VENEZIA - La proposta era destinata a fare scalpore e questo, l'ex sindaco Ugo Bergamo, lo sapeva bene: trasporto pubblico gratuito per i residenti «come risarcimento per la pressione turistica». Una boutade da campagna elettorale per gli avversari di centrodestra, che non sono rimasti a guardare.
«Il pesce d'aprile del candidato Ugo Bergamo - commenta il segretario di Forza Italia e assessore al Bilancio Michele Zuin - C'è un limite anche a quanto si possa prendere in giro i cittadini e Ugo Bergamo l'ha oltrepassato. Mi domando come mai tra il 2010 e il 2014 - quando era assessore al Trasporto pubblico locale e mobilità di questa città - non abbia messo in atto questa geniale idea della gratuità dei mezzi pubblici per i veneziani».

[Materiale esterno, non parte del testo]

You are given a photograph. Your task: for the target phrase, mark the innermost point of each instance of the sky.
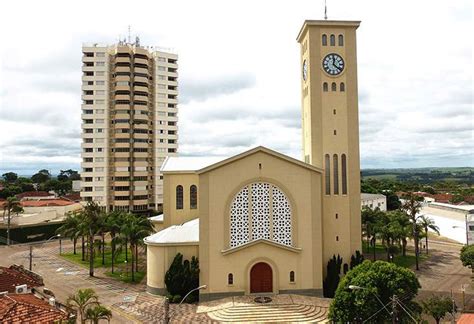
(239, 76)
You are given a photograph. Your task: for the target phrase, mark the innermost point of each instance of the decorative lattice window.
(260, 211)
(281, 217)
(239, 218)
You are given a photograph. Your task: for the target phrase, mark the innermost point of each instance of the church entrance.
(261, 278)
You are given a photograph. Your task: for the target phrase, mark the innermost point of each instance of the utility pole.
(394, 309)
(31, 257)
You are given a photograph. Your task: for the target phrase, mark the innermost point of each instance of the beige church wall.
(173, 216)
(218, 187)
(159, 259)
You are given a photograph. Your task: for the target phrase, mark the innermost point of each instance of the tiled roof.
(16, 276)
(33, 194)
(46, 203)
(27, 308)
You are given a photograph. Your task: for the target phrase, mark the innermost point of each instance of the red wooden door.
(261, 278)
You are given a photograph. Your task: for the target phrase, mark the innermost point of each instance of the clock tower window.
(340, 40)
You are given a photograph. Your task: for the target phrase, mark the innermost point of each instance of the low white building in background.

I numeri dicono, secondo Zuin, che per attuare un simile progetto servirebbero oltre 50 milioni. «Ci dica Bergamo dove pensa di trovare i 55,4 milioni annui che entrano ogni anno nelle casse di Avm/Actv dai residenti (34,5 da abbonamenti e 20,9 dai biglietti)? Tra l'altro da ricordare che l'attuale biglietto da 1,5 euro per i residenti (la cui tariffa è ferma dal 2013, con l'ultimo aumento perpetrato proprio da Bergamo) è il più basso delle più importanti città turistiche d'Italia (Milano 2,20, Firenze 1,70, Napoli 1,70, Genova 2, Torino 2) e gli abbonamenti coprono la rete di terra e di navigazione in un unico tagliando con risparmi elevatissimi per i nostri cittadini».